Police in central Taiwan have apprehended 15 people alleged to be members of a criminal gang, and seized firearms and ammunition, authorities said.
Law enforcement officers yesterday morning stormed a number of locations in Yunlin County, including a KTV parlor and several residences in Siluo Township (西螺), where the 15 were arrested, including a man surnamed Huang (黃), who is alleged to be the ringleader of the gang, authorities said.
Central Taiwan Criminal Investigation Bureau officials said the Siluo-based group used firearms and intimidation tactics to collect debts and also extorted money from businesses, destroying property with bats and iron bars if people did not pay protection money.
The businesses targeted for extortion were mostly KTV parlors, nightclubs and electronic gambling dens across Yunlin County, police said.
In one case last year, a business proprietor was beaten and left with severe head injuries and one severed finger after an attack that was allegedly carried out Huang’s gang, police said.
During the raids, officers seized a cache of more than 100 bullets, flak jackets, one US-made Bushmaster XM-15 semi-automatic rifle, and one Walther P99 pistol.
Officers said it was a surprise to find the XM-15 rifle, since it is a powerful weapon that can only be obtained illegally and commands a high price on the black market.
In separate investigations earlier this week, authorities arrested two men at two locations over alleged illegal possession of firearms, police said.
Taichung prosecutors said that police seized two pistols, two semi-automatic rifles, parts of an unfinished AK-47 rifle, and various tools and parts for assembling and modifying firearms, along with 40 bullets.
The two suspects were charged with breaches of the Controlling Guns, Ammunition and Knives Act (槍砲彈藥刀械管制條例), prosecutors said.

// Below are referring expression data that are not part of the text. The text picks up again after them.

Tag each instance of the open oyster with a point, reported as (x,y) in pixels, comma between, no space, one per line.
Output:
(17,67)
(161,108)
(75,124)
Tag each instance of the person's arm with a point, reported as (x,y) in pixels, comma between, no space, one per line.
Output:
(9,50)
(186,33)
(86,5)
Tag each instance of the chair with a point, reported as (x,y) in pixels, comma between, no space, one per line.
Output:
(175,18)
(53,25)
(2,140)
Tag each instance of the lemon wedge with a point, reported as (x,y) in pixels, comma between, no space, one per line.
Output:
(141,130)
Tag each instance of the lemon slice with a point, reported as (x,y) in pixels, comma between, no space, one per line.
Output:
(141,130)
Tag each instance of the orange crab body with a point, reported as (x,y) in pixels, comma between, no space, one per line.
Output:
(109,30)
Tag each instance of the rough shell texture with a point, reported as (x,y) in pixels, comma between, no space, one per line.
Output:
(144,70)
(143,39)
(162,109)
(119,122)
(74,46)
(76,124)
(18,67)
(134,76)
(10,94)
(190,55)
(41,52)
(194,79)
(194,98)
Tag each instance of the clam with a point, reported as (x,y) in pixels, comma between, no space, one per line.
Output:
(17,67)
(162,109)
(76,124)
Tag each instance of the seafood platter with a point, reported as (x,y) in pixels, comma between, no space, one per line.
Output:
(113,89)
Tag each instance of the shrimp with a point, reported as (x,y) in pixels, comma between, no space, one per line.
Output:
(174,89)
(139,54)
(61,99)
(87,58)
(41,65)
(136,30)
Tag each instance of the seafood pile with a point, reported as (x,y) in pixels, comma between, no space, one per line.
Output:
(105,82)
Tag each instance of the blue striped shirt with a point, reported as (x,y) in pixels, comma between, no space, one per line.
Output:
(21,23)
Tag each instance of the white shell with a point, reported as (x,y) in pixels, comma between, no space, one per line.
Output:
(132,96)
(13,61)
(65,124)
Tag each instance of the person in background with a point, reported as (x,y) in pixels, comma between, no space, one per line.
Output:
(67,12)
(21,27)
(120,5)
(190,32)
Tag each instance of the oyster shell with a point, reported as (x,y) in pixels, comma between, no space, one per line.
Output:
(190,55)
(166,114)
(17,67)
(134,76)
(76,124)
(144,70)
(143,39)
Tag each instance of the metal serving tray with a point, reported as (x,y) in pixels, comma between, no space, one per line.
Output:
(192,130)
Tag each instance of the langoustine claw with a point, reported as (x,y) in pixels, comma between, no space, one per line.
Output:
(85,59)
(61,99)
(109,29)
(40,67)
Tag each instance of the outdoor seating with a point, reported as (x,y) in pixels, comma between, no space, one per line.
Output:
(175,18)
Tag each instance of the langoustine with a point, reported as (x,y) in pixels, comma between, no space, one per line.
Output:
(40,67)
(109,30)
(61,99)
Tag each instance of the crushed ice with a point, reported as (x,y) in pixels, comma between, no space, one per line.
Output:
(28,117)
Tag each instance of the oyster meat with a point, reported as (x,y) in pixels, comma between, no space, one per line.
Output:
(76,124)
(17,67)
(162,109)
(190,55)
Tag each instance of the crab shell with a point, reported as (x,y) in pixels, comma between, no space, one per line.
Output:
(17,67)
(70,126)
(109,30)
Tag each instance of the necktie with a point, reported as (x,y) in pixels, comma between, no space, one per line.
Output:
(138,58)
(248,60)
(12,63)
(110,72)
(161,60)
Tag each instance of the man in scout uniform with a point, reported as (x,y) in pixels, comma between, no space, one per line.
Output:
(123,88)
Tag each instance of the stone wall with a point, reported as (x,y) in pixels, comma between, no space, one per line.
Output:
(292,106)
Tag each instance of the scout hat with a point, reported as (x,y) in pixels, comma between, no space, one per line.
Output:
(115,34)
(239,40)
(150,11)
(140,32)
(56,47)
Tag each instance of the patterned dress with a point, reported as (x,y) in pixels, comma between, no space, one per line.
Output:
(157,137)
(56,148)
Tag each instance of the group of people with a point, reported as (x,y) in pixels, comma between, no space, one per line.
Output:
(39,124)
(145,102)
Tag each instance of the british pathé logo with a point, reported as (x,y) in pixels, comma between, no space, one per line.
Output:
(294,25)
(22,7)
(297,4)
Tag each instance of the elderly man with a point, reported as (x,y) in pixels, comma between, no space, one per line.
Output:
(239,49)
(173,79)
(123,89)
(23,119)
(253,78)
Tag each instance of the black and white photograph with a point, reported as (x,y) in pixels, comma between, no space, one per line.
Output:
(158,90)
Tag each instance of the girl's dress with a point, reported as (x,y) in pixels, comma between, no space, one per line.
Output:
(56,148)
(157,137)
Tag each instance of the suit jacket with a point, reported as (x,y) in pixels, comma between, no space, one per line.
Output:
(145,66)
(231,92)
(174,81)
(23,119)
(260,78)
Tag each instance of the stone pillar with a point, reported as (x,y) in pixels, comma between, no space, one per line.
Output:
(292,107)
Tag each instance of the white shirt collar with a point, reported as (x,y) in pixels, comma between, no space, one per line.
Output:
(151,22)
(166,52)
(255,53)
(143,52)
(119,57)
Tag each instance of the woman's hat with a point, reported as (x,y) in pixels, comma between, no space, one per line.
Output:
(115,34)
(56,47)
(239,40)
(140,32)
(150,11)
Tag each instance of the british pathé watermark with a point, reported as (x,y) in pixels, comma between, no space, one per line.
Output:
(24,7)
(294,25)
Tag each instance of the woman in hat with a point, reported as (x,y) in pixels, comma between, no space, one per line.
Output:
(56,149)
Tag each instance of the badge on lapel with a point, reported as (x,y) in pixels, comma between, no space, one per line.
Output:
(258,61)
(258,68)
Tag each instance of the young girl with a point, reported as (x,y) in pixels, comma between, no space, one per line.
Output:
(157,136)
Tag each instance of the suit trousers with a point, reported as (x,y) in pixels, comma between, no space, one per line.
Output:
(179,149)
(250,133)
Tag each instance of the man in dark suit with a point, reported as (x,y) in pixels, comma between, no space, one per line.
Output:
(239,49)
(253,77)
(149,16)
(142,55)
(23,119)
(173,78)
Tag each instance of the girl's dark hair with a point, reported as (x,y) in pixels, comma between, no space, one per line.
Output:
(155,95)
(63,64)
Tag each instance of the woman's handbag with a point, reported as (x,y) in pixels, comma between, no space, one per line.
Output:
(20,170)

Investigators said the two suspects — one of whom lives in Taichung and the other in Yilan County — are friends with a shared interest in military paraphernalia who took part in outdoor survival games and paintballing.
One suspect has a job with a computer technology company, and the other is a university graduate student, police said, adding that from playing mock field battle games, their passion grew into acquiring and modifying their own weapons.
The two suspects said they purchased the AK-47 parts and other weapons online.
They said they had spent several million New Taiwan dollars on online mail orders, including purchasing from US Web sites that provide itemized lists for sale of military weapons and surplus materials.
One of the suspect, surnamed Chen (陳) said he bought the AK-47 in the US and disassembled it to bring into the country in separate luggage and cargo packages.